Hughes also fails to present a reasonable probability that any different argument or evidence counsel could have presented at sentencing would have resulted in a lighter sentence than the one Hughes received. Strickland, 466 U.S. at 687. The PSR calculated his guideline range, using the amount of cocaine base charged in the Indictment to which he pleaded guilty, and applying the Career Offender guideline to which he stipulated in the Plea Agreement. I sentenced him at the bottom of that sentencing range. Thus, Hughes received the sentence for which he bargained in the Plea Agreement.
D. REMAINING CLAIMS.
Hughes claims alleging court error and prosecutorial misconduct, are waived by Hughes' valid Plea Agreement waiver of his right to bring a § 2255 action. Lemaster, 403 F.3d at 220. Hughes appears to believe that because certain government witnesses from the multi-defendant case recanted their grand jury testimony, the Indictment itself is rendered suspect and should have been dismissed, and his guilty plea and waiver are thus automatically invalid. He is mistaken. Testing the credibility of the government's witnesses at trial was one of the rights that Hughes voluntarily waived when he entered into the Plea Agreement to escape a life sentence. The witnesses' recantations occurred after Hughes entered his guilty plea and thus had no bearing on the circumstances under which he bargained for the benefits of the agreement in exchange for admitting his guilt in open court. He cannot now "disown his solemn admissions in open court," accepting a finding of guilt for the crimes charged, "simply because it later develop[ed] that the [prosecution] would have had a weaker case than [he] had thought." Brady v. United States, 397 U.S. 742, 757 (1970).
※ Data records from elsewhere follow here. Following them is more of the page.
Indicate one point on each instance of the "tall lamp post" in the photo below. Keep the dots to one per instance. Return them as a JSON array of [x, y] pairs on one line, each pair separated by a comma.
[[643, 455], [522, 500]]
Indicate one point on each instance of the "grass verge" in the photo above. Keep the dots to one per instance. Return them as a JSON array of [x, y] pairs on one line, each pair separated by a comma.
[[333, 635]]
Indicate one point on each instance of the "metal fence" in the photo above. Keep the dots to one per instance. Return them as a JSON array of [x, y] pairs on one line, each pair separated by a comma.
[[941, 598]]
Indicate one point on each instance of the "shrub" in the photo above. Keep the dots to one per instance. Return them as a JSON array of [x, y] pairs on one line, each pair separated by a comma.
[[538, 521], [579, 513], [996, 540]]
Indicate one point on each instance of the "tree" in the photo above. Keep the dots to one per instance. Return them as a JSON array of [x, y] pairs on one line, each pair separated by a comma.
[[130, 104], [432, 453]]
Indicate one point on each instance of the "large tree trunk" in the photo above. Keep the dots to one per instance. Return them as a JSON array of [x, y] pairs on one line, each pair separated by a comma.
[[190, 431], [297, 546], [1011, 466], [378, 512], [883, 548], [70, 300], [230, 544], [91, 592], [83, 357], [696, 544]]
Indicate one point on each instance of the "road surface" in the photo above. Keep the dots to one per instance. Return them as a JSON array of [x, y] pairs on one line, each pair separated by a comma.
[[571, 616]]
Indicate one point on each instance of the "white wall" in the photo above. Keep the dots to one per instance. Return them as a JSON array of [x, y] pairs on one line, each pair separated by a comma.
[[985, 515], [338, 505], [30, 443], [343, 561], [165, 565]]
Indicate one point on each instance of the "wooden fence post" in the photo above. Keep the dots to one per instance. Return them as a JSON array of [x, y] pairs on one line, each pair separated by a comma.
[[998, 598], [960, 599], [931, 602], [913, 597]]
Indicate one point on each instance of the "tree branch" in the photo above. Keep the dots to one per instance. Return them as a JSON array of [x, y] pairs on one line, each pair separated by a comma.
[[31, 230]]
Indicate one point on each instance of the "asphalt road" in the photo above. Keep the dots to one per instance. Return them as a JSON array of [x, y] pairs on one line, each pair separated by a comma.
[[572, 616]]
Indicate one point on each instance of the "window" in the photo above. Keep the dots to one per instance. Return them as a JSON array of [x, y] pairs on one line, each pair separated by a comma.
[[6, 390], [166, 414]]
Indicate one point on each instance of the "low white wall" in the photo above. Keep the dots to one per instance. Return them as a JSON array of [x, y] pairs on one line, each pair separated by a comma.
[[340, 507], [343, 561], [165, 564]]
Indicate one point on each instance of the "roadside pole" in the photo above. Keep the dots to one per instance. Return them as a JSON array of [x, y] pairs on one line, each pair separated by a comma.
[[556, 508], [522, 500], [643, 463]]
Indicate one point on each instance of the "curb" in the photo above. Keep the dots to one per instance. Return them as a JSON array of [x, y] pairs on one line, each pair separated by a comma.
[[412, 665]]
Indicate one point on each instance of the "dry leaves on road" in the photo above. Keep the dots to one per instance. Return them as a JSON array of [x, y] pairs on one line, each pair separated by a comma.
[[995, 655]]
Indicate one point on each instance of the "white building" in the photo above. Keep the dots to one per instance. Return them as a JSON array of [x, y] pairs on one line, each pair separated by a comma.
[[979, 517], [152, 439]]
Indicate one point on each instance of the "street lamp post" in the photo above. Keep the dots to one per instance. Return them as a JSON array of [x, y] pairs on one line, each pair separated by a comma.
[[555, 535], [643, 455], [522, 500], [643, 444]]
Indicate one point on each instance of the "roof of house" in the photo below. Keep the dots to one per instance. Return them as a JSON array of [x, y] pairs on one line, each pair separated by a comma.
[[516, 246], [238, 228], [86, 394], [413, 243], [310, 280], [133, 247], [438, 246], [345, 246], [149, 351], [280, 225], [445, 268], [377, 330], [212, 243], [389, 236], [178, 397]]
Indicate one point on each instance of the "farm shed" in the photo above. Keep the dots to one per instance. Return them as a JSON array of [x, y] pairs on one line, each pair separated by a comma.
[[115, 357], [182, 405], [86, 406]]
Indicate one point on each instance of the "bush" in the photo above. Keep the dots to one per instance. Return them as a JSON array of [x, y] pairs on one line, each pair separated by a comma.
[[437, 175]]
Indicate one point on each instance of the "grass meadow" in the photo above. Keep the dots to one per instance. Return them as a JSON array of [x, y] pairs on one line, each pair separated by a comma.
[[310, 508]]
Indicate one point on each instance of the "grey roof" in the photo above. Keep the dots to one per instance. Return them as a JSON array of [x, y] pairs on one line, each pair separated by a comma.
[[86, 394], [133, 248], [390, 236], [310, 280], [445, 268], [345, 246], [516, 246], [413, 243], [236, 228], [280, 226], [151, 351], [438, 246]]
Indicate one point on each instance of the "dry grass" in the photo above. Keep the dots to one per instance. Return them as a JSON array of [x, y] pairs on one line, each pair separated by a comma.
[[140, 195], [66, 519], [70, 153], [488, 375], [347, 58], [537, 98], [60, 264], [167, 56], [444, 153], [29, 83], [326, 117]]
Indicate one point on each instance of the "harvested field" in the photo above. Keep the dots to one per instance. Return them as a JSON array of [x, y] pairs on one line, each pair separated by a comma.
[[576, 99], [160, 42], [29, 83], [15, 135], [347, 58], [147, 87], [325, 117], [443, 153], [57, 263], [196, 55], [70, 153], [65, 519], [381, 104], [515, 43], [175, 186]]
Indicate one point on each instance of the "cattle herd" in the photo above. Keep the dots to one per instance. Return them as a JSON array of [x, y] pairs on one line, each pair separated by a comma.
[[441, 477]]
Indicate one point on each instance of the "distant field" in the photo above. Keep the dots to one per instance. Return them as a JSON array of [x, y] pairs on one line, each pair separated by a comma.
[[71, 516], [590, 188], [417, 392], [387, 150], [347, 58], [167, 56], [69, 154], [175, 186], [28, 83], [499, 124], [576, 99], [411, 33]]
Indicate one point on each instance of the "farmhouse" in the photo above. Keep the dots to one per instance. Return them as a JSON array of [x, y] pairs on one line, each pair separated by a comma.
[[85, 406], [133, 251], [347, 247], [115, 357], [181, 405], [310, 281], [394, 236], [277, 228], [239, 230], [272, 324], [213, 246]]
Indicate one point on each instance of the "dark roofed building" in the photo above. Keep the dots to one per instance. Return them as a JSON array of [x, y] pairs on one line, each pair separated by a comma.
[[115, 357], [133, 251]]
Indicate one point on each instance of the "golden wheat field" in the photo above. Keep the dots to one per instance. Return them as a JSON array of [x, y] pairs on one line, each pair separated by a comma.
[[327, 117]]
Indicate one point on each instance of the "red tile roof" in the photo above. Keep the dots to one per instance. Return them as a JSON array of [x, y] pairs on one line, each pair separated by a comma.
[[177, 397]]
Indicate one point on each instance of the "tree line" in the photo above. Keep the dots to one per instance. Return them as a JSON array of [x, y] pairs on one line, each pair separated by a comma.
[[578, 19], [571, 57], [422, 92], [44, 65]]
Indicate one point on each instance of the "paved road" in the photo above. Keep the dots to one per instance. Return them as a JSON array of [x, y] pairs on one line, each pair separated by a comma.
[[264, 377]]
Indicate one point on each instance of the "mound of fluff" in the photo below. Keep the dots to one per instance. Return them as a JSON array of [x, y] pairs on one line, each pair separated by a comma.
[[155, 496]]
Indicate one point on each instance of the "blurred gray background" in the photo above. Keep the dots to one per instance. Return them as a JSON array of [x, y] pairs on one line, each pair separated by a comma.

Moreover, because Hughes could have raised these claims on direct appeal, they are also procedurally barred from review under § 2255. Bousley v. United States, 523 U.S. 614, 622 (1998).
In any event, in other proceedings, I found that the witnesses' prior testimony, implicating codefendants in the drug conspiracy, was more credible than their recantations of that testimony. See, e.g., United States v. Duty, No. 1:08CR00024, 2009 WL 2424347 (W.D. Va. Aug. 6, 2009); United States v. Baumgardner, No. 1:08CR00024, 2009 WL 2424334 (W.D. Va. Aug. 6, 2009); see also United States v. Vaughn, No. 1:08CR00024, 2009 WL 2762159 (W.D. Va. Aug. 27, 2009) (denying motion to withdraw guilty plea); United States v. Evans, 635 F. Supp. 2d 455, 464 (W.D. Va. 2009) (same).
IV
In conclusion, I am of the opinion that the Motion to Dismiss must be granted and relief denied, based on the defendant's valid Plea Agreement waiver of the right to collaterally attack the judgment. Alternatively, I find that his claims are procedurally barred or without merit. A separate Final Order will be entered herewith.